7 thoughts on “Iris Lorraine

  1. Sarah

    First of all, I am really impressed you were able to put this post together being the mom of a newborn. Second, thank you for sharing your story, I loved reading about it. I was sadly distracted the last time we were able to chat. I am so happy for you and Mark. 2014 is going to be an amazing year for you. Love you guys.

    Reply
    1. Jamie

      Thanks! I started it sometime last week. Once I discovered I could blog and pump I was more motivated to finish it. That discovery also made the night sessions more tolerable. I tried to use your suggestion of using Pixel as the size comparison ‘object’ but I could barely get photos of Iris without making her too angry. I think I’ll need Mark to help me wrangle the two of them together.

      Reply
  2. emily claire

    Oh, Jamie! I’m so happy for you, and I’m so sorry little Iris had such a rough start. The staff at Bethesda (that’s where you were, isn’t it?) is simply amazing and so incredibly caring. I don’t think you could have been in a better place. Iris is beautiful. Absolutely beautiful. Then again, she has you and Mark for parents, so how couldn’t she be? If you need anything…anything at all…please don’t hesitate to let me know. I can’t wait to meet her and see you again. Thank you for sharing her birth story with the world.

    Reply
  3. Becca

    I’ve been waiting for this post and am impressed it came so soon! I loved reading it and am excited to chat with you very soon about it all. You and Mark are wonderful parents and I am so excited that Iris is here and home and with her family! Congratulations!

    Reply
  4. Amanda

    I love that Iris does things on her own time! She’s already showing us who she is . . . one very tough little girl! Hopefully she keeps the drama at bay for a little bit. I’m so glad that she is at home with you and Mark where she belongs (which happens to be a convenient location for Auntie Amanda to drop by and get some hugs, kissing, bonding, and spoiling in). I’m looking forward to many more blogs that will include your newest toy (maybe not so often yet). Way to be awesome parents! Iris is a lucky girl!

    Reply
  5. Jessica

    You are blogging ALREADY! Wow, Mama! That is super impressive! Thank you for sharing Iris’ birth story on here and so quickly. You are already such a wise mommy and I love how you have found the gems of parenting. There are so many that words cannot even explain.

    Reply
  6. Ellen, Southernmost Iris Lover

    Ahhhhhhhhhhhhhh, I love her! I’m so happy for you and Mark – you will be AWESOME parents!

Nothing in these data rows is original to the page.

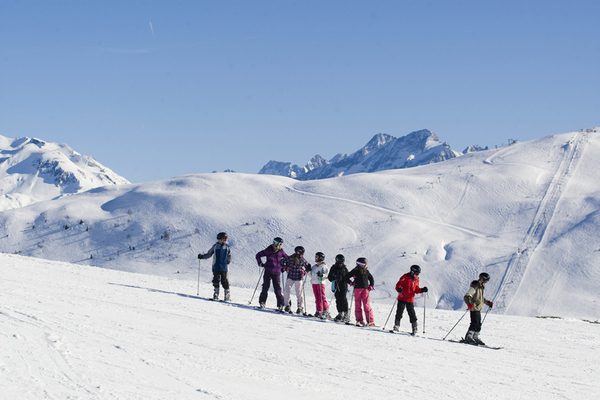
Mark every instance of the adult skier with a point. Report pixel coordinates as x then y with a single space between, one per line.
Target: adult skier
296 267
362 280
318 274
475 299
336 275
407 287
273 255
221 254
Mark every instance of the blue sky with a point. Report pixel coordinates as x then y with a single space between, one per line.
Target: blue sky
157 89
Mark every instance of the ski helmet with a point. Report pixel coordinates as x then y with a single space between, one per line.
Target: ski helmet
415 269
221 236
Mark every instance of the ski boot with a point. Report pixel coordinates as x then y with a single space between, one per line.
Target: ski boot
470 339
477 340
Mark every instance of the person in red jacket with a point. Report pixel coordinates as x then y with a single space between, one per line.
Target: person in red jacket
407 287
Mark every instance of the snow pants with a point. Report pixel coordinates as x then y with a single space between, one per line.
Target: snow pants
475 321
320 297
410 309
275 277
299 286
361 297
341 298
220 277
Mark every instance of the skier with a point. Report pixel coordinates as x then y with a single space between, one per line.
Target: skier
406 287
336 275
221 254
363 283
475 299
318 275
274 255
296 267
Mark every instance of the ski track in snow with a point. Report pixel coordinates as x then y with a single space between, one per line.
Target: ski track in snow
389 210
518 263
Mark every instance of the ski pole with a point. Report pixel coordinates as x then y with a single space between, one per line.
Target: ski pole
424 308
455 324
389 315
198 291
260 276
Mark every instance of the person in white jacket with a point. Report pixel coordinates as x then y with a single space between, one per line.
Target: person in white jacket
318 275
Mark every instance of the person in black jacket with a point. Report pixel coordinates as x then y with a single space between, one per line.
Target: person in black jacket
363 283
336 275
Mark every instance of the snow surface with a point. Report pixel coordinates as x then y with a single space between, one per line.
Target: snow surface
76 332
528 214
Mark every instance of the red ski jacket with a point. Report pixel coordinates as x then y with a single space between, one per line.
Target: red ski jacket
410 286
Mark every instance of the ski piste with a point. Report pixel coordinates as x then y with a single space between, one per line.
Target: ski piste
485 346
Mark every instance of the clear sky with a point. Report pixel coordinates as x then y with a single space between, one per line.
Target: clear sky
157 89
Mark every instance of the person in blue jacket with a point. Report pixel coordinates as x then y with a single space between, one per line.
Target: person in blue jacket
221 254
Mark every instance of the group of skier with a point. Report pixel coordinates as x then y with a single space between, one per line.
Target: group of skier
275 261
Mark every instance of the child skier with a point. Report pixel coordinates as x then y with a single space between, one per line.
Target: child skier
336 275
363 283
318 273
296 267
406 287
475 299
274 255
221 254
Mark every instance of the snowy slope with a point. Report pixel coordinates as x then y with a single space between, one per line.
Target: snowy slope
32 170
76 332
526 213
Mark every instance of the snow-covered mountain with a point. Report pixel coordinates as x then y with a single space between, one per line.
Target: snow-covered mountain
383 152
528 214
33 170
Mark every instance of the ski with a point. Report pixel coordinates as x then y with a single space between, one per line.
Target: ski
485 346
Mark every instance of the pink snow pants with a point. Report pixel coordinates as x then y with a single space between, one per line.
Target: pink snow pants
361 298
320 299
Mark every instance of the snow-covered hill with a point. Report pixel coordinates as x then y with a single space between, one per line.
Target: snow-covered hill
528 214
33 170
76 332
383 152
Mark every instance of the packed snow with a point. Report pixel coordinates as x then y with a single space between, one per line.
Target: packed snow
78 332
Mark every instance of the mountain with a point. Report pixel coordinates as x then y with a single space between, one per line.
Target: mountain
527 213
383 152
33 170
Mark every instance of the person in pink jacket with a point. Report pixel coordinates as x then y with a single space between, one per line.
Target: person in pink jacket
407 287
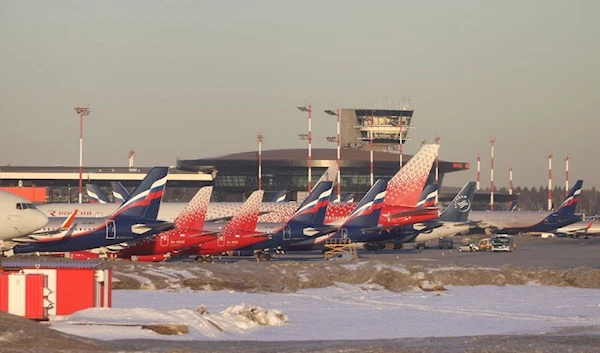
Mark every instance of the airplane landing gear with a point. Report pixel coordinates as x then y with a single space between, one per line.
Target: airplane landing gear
204 258
263 256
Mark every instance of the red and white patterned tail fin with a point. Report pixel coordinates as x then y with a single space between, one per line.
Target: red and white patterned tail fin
193 215
247 216
405 188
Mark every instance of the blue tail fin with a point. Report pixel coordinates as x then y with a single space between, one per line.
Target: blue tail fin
120 194
366 213
280 196
458 210
428 196
570 203
95 194
348 198
314 207
144 201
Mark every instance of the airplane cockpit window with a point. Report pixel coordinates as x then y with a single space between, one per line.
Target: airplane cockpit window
24 206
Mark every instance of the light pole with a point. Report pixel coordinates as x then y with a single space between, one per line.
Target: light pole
550 182
259 139
566 176
330 138
82 112
492 141
309 138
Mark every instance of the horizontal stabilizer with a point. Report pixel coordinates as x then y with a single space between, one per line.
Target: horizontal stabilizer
144 228
228 218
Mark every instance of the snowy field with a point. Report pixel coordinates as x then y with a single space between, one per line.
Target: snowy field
342 312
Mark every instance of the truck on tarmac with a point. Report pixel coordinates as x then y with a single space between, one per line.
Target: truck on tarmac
502 242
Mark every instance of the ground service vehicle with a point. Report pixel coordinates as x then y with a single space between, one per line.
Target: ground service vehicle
485 244
468 245
502 242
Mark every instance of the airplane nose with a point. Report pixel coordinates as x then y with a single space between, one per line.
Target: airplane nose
41 220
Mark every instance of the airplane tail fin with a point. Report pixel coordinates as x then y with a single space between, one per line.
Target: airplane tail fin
458 210
570 203
366 213
95 194
428 196
144 201
120 194
405 188
314 207
280 196
246 217
348 198
193 215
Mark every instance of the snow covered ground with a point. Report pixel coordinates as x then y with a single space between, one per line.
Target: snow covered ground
343 312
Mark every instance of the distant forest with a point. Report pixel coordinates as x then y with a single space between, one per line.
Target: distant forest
536 199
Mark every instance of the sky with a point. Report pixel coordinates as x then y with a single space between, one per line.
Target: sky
195 79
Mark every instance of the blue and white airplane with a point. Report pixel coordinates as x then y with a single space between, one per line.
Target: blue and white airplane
133 220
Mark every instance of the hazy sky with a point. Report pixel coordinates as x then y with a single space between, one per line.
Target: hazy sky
195 79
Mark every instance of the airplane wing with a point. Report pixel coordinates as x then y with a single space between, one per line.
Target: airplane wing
412 212
40 238
66 226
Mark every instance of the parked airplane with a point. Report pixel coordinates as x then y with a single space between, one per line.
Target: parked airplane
280 196
515 222
95 194
188 232
120 194
133 220
359 226
19 218
304 223
452 221
400 208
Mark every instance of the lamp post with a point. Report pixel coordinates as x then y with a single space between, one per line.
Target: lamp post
308 109
82 111
337 139
259 139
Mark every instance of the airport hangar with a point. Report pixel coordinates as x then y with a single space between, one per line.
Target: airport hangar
235 176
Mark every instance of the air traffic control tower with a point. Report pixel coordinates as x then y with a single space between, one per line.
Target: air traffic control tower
386 126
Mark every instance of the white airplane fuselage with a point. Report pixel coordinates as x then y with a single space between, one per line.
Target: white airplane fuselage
448 229
18 217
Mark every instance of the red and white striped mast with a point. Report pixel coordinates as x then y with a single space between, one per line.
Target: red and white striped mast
478 172
259 139
567 176
437 162
371 144
510 180
400 150
492 175
550 182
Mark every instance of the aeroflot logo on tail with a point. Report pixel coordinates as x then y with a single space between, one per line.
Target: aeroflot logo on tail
54 213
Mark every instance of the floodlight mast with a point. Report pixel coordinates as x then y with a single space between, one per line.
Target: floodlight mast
81 111
308 109
339 176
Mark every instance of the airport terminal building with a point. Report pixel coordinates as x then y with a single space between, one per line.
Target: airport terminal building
235 176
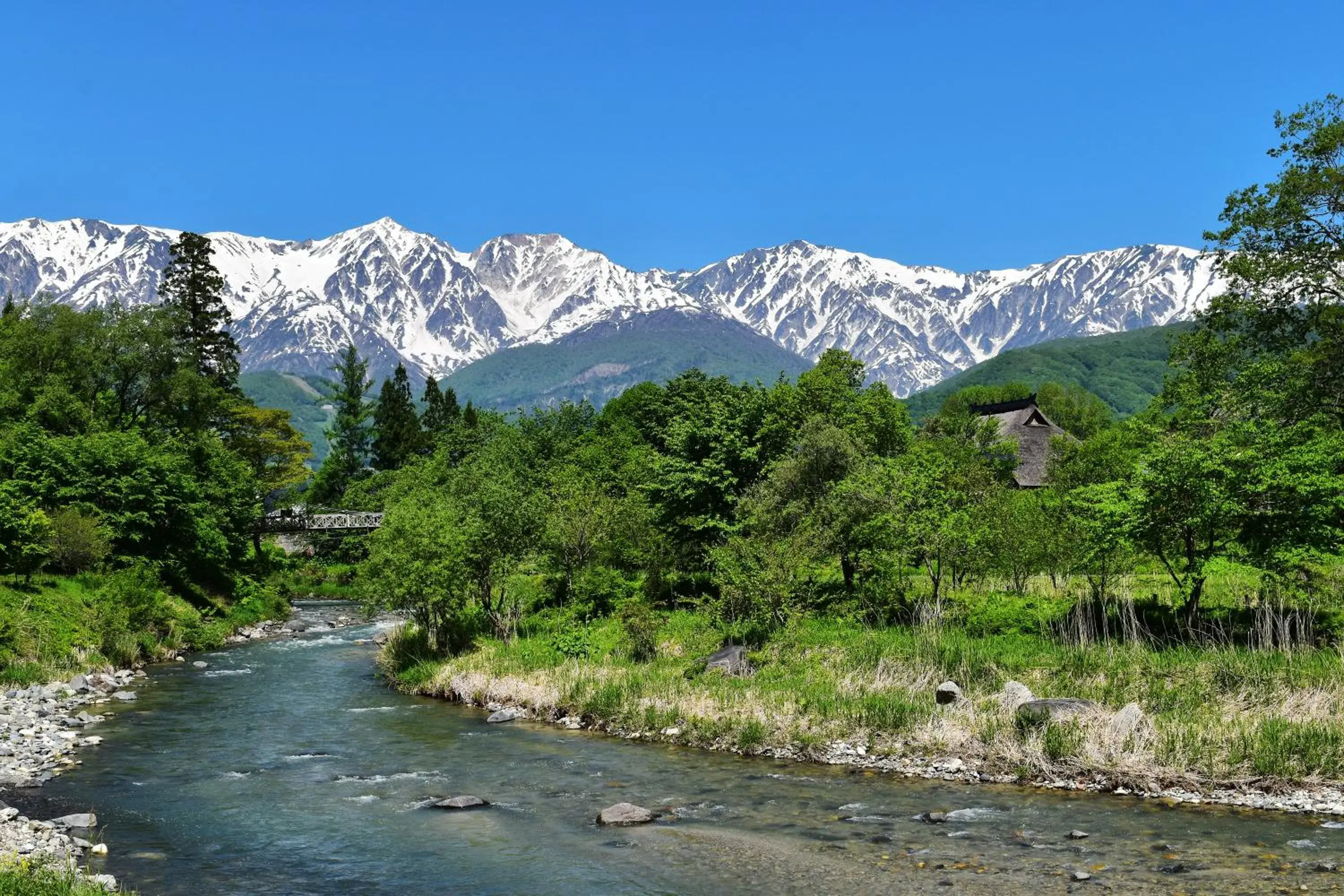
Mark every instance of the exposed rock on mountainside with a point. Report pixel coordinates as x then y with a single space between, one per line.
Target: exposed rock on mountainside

    Also, I’ve been trying to hold back on constant texting and demanding of pictures and such because I know that for now every moment is best spent with little Iris, not texting Aunt Ellen who lives allllllllllllllllllllllllllllllllllllllllllllllll the way in freakin Florida. However, with each day I think of you and my need for pictures grows so while i’m sure the middle of the night pumpings kinda suck for you I’m kind of glad for them ( I know that’s kinda wrong BUT I LOVE BLOG/FACEBOOK/GOOGLE HANGOUT/INSTAGRAM UPDATES!) I do indeed vote for a Pixel and Iris photo sesh though I’m sure it will be exhausting with two demanding diva’s on your hands! It will be like the season of American Idol with Mariah Carey and Nikki Minaj that I never watched but heard about!

    In addition, in case you were holding back, I will NOT be upset if my phone blows up at 3am because I am receiving texts, pics, videos, etc.